Staff Council members cautioned that those who took the survey this summer (about 16 percent of Pitt’s non-union staff) were a self-selected group who responded anonymously when the survey was distributed via Read Green and the Staff Council newsletter; it was not an appraisal by all staff, nor a random sample. As of Aug. 31, Pitt had 7,822 staff employees, including executives and union-eligible, of those 7,103 are not union-eligible. Find the full survey results here.
One section of the survey (which allowed multiple answers to be chosen) found a large number seeking new jobs:
271 (or 29 percent of respondents) answered that they were looking at an employer outside of the University
213 were looking in another Pitt department
42 were considering a new post within their current department
307 said that a job switch was “possibly” in their future.
Those who chose the above answers (along with 17 who said they had recently switched jobs within Pitt) gave as their top reasons “higher pay” (489); “responsibility/job creep” (381) and “to find a position with greater flexibility” (154). Fifty people answered “to utilize skills I have acquired during the COVID-19 pandemic.”
Staff Council provided a space on the survey for staffers to further explain their responses in the above category. Although the organization has not released the specific responses, it summarized them by noting that “many respondents … mentioned that their quality of supervision, feelings of value, or work-life balance suffered during this time” of COVID-19.

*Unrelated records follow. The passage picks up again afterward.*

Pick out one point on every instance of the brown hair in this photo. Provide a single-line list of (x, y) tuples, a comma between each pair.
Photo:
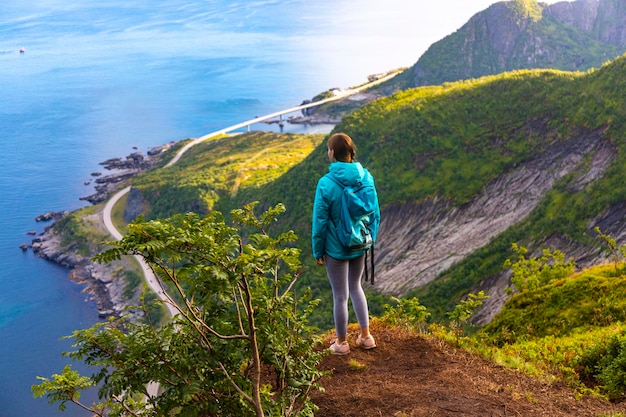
[(343, 146)]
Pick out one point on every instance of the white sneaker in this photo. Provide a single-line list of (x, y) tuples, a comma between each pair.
[(366, 342), (339, 349)]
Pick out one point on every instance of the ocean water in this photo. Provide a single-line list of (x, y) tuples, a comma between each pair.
[(100, 79)]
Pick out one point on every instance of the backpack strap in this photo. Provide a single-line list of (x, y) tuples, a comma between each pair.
[(372, 263)]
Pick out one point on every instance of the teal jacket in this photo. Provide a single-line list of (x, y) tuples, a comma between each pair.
[(327, 210)]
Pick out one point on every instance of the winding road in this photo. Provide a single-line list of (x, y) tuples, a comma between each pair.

“Those who were seeking a new job … mentioned a lack of job security, a lack of path towards advancement, a mismatch between their workload, job classification and/or pay, or seeking a job that was more aligned with their interests, passions, values and skills. … Many respondents in this group attributed their dissatisfaction with their position and/or workload and classification to changes that came about during the pandemic.”
Those who wished to switch jobs within Pitt — or were simply staying in their current jobs — chose as their top reason (among multiple choices):
Health insurance benefits (371)
Retirement savings match (358)
Years of service accrued (237)
Paid time off accrued” (200)
Tuition benefit for dependent/partner (179)
“I feel stuck” (130)
Flexible hours/condensed work week (130)
Tuition benefit for myself (125)
Professional development (123)
Opportunity for advancement (86)
Asked for the average frequency of job switching inside the University and average numbers of Pitt staff moving to outside employers, Human Resources was not able to provide such statistics by press time.
At the end of the survey, Staff Council said, 369 offered both “grateful messages to the University for maintaining jobs and working conditions” as well as “dissatisfaction in other areas, or an understanding that their working situation was abnormal.” The organization has said it may release these answers but has not yet done so.
The council’s own summary concluded: “By far the most common theme in written responses were complaints about pay. Staff members expressed the financial constraints they are under, despite their positions at Pitt. Many expressed the knowledge that they could make more money elsewhere. Others explain(ed) that they enjoy working at Pitt, but that low pay is still an issue,” along with problems with inaccurate job classifications, “frustration” with communications from the University and “perceived focus on students and faculty over staff members.”
Among those who answered, the largest group was comprised of administrators (406), followed by researchers (119) and systems programmers (69).
The respondents were mostly white (741), with 48 African Americans and 20 Asians answering, alongside 120 people who preferred not to describe themselves within such groups. Additionally, 20 among the total were Latinx. Female respondents (581) also far outnumbered males (183); 19 people described themselves as non-binary, while 15 preferred not to label themselves.